Month: February 2012

Scooped?

Pololu makes a controller (called the “Baby Orangutan”) very similar to the one I am building. It has an Arduino-compatable microcontroller, 1A motor driver, and user IO lines. It is also cheap. However, there are a few things my design has that theirs does not.

The ToyBrain motor driver is replaceable. If you accidentally short the output pins and destroy the chip with overcurrent, you can remove it from the socket and replace it. The motor driver of the Baby Orangutan is a fairly fine-pitch SMD package, and so is difficult for the average user to desolder and replace.

Connections to the ToyBrain are also a bit more convenient than those on the Baby Orangutan.
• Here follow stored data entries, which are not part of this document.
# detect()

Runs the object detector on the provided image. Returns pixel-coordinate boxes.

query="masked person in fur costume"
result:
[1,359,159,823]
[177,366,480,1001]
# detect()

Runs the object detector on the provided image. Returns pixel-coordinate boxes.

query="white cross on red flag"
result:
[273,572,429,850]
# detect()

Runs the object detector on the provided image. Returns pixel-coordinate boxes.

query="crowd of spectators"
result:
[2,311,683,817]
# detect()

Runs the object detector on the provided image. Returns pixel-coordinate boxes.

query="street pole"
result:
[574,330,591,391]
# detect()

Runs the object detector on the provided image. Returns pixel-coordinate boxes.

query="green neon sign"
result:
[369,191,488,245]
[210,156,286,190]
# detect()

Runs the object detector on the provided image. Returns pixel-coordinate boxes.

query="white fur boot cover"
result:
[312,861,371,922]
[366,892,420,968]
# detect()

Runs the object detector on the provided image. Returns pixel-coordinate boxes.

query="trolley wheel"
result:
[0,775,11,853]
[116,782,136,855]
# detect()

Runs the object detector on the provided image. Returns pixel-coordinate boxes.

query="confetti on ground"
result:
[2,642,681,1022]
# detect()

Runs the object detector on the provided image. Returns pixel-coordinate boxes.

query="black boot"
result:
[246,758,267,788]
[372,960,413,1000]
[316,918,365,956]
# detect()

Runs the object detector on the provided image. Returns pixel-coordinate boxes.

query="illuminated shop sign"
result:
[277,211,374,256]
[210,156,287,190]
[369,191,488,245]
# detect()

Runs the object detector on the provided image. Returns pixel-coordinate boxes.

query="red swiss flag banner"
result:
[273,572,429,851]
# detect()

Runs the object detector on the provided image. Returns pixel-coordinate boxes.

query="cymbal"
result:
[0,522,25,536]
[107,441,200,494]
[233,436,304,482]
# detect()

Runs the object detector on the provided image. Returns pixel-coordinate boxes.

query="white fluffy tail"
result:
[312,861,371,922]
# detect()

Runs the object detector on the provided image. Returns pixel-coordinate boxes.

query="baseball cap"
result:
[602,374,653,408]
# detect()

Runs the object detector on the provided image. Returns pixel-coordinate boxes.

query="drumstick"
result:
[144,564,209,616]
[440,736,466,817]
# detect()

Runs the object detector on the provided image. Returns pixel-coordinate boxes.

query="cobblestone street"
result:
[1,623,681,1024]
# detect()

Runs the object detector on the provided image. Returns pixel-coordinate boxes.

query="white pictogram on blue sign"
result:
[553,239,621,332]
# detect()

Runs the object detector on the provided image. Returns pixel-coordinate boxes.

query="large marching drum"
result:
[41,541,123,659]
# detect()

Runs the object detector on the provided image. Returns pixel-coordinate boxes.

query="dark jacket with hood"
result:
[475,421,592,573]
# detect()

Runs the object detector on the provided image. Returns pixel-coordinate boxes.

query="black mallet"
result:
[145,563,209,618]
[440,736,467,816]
The ToyBrain has headers designed for servos, and headers for sensors that carry power for those sensors. The Baby Orangutan breaks all the pins out as single pins, leaving the user to deal with power wiring.

The ToyBrain uses the serial port for programming with a $5 FTDI cable available from multiple vendors. This means that it integrates very easily with the Arduino development environment, and it can send serial data back to an attached computer. The Baby Orangutan uses a USB to ICSP adapter to program the chip. It has the ability to send data back to a computer via serial, but it would require a second cable.

This post isn’t intended to slam Pololu. They make useful products with incredibly high quality. I know this because I buy their stuff. The point isn’t that my device is better, it’s that it’s different, in ways that make it better for me.